Irritable bowel syndrome (IBS, or spastic colon) is a symptom-based diagnosis characterized by chronic abdominal pain, discomfort, bloating, and alteration of bowel habits. As a functional gastrointestinal disorder (FGID), IBS has no known organic cause. Diarrhea or constipation may predominate, or they may alternate. A diagnosis of IBS can be made on the basis of symptoms alone, in the absence of alarm features such as age of onset greater than 50 years, weight loss, gross hematochezia, systemic signs of infection or colitis, or family history of inflammatory bowel disease. Onset of IBS is more likely to occur after an infection, or a stressful life event, but varies little with age.

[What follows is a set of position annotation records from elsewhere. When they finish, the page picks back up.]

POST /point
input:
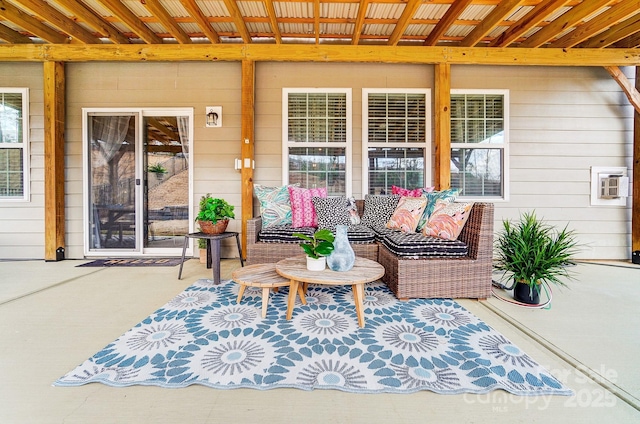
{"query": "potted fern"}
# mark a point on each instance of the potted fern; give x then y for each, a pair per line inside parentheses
(214, 214)
(532, 252)
(317, 247)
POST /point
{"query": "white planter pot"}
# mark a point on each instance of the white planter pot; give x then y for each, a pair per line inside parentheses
(316, 264)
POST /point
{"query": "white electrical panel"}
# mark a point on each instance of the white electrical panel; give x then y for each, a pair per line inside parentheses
(609, 186)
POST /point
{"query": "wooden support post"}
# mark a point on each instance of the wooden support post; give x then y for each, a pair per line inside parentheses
(442, 124)
(54, 117)
(635, 205)
(247, 141)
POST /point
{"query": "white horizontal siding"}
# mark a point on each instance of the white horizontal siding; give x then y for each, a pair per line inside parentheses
(22, 223)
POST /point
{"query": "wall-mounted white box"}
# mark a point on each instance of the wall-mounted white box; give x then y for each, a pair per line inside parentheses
(604, 181)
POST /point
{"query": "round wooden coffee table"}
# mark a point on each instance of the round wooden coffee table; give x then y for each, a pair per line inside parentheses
(363, 271)
(263, 276)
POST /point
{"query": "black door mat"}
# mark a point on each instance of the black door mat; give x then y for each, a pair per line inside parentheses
(134, 262)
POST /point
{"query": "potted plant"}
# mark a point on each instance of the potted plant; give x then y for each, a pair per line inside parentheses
(532, 252)
(214, 214)
(157, 169)
(317, 247)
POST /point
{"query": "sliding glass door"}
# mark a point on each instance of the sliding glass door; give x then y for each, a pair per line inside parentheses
(137, 181)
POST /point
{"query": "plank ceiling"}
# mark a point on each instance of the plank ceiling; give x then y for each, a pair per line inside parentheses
(561, 24)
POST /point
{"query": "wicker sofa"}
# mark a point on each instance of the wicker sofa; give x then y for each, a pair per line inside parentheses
(468, 276)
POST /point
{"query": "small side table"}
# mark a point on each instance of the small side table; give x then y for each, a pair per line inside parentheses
(213, 251)
(265, 277)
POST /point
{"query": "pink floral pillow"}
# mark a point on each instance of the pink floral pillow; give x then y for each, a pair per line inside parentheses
(416, 192)
(447, 220)
(303, 213)
(407, 214)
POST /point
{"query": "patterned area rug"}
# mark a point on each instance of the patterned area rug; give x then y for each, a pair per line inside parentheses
(203, 337)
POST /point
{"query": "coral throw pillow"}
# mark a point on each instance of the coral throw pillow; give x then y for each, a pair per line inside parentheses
(407, 214)
(447, 220)
(303, 213)
(416, 192)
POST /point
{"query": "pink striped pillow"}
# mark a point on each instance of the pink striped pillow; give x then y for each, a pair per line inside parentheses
(416, 192)
(303, 213)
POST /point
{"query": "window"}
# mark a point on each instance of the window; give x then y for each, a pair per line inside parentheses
(14, 143)
(479, 142)
(396, 137)
(317, 139)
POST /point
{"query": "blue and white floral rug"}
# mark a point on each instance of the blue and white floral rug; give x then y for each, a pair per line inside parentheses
(203, 337)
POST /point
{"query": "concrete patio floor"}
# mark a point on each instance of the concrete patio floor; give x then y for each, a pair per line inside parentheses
(53, 316)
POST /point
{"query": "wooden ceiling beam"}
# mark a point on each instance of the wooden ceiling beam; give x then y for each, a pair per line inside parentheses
(104, 28)
(273, 20)
(56, 18)
(567, 20)
(612, 35)
(157, 10)
(496, 16)
(127, 17)
(611, 17)
(201, 20)
(319, 53)
(357, 28)
(235, 13)
(11, 36)
(530, 20)
(316, 20)
(407, 14)
(12, 14)
(448, 19)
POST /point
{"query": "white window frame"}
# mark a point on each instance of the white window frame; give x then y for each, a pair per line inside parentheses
(427, 178)
(286, 143)
(504, 146)
(24, 145)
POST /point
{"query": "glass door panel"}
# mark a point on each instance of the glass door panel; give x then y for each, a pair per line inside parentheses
(166, 164)
(112, 182)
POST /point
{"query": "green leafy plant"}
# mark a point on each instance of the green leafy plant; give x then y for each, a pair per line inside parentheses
(320, 244)
(214, 209)
(157, 169)
(531, 251)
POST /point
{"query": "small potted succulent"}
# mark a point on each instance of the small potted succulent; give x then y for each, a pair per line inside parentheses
(317, 247)
(532, 252)
(214, 214)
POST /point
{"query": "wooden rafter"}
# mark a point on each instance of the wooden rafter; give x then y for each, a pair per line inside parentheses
(104, 28)
(567, 20)
(615, 14)
(357, 28)
(271, 11)
(59, 20)
(234, 11)
(403, 22)
(612, 35)
(530, 20)
(632, 41)
(156, 8)
(29, 23)
(132, 21)
(496, 16)
(320, 53)
(195, 12)
(446, 21)
(12, 36)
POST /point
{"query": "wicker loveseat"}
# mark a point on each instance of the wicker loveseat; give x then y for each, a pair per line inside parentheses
(466, 276)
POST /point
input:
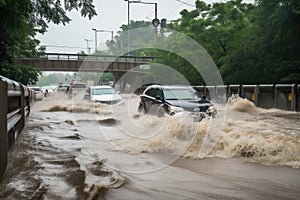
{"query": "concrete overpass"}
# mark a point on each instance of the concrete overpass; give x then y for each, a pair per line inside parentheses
(85, 63)
(117, 65)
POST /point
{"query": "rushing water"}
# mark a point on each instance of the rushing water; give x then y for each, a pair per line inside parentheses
(72, 149)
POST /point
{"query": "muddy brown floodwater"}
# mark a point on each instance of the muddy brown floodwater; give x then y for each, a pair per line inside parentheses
(73, 149)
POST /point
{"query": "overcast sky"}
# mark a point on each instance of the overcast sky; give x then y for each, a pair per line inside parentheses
(111, 15)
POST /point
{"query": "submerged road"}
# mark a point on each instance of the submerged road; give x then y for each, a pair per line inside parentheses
(68, 147)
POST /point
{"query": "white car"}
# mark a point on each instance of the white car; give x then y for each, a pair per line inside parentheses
(103, 94)
(38, 93)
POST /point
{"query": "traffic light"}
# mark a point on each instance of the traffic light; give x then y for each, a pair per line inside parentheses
(155, 22)
(163, 23)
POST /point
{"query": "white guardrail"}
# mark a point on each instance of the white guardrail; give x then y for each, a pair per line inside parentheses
(16, 100)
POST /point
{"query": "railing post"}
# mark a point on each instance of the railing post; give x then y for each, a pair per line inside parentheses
(22, 99)
(3, 127)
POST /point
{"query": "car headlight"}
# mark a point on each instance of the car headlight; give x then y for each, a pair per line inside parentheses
(174, 109)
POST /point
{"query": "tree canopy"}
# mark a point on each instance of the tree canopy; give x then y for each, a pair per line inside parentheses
(250, 43)
(21, 20)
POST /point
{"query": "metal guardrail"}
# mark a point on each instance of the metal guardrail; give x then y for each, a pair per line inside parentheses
(81, 57)
(16, 101)
(281, 96)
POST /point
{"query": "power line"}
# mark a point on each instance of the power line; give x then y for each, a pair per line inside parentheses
(186, 3)
(60, 46)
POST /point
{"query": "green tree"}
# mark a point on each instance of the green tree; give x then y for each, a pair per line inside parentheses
(20, 20)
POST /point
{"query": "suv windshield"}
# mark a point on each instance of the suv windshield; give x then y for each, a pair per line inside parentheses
(181, 94)
(103, 91)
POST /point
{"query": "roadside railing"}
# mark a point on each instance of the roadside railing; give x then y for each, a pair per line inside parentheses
(87, 57)
(281, 96)
(16, 101)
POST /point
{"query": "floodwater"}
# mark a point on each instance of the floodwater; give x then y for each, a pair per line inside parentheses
(73, 149)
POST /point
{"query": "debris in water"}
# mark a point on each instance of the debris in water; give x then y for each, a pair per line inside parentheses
(108, 122)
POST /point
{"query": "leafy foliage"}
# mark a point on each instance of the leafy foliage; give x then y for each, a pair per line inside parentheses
(250, 43)
(20, 20)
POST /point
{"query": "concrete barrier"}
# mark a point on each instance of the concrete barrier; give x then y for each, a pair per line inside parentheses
(16, 101)
(281, 96)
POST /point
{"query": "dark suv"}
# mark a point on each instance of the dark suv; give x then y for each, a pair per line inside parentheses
(159, 99)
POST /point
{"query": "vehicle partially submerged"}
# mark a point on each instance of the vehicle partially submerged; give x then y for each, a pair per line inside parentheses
(103, 94)
(169, 99)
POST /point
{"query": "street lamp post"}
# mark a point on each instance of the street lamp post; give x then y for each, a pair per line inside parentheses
(155, 22)
(87, 45)
(96, 31)
(95, 38)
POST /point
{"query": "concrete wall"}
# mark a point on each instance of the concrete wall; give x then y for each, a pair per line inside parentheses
(281, 96)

Although no cure for IBS is known, treatments to attempt to relieve symptoms exist, including dietary adjustments, medication, and psychological interventions. Patient education and good doctor-patient relationships are also important. Several conditions may present themselves as IBS, including coeliac disease, fructose malabsorption, mild infections, parasitic infections etc. The exact cause of IBS is unknown. The most common theory is that IBS is a disorder of the interaction between the brain and the gastrointestinal tract. For at least some individuals with IBS, abnormalities in the gut flora occur, and it has been theorised that these abnormalities result in inflammation and altered bowel function.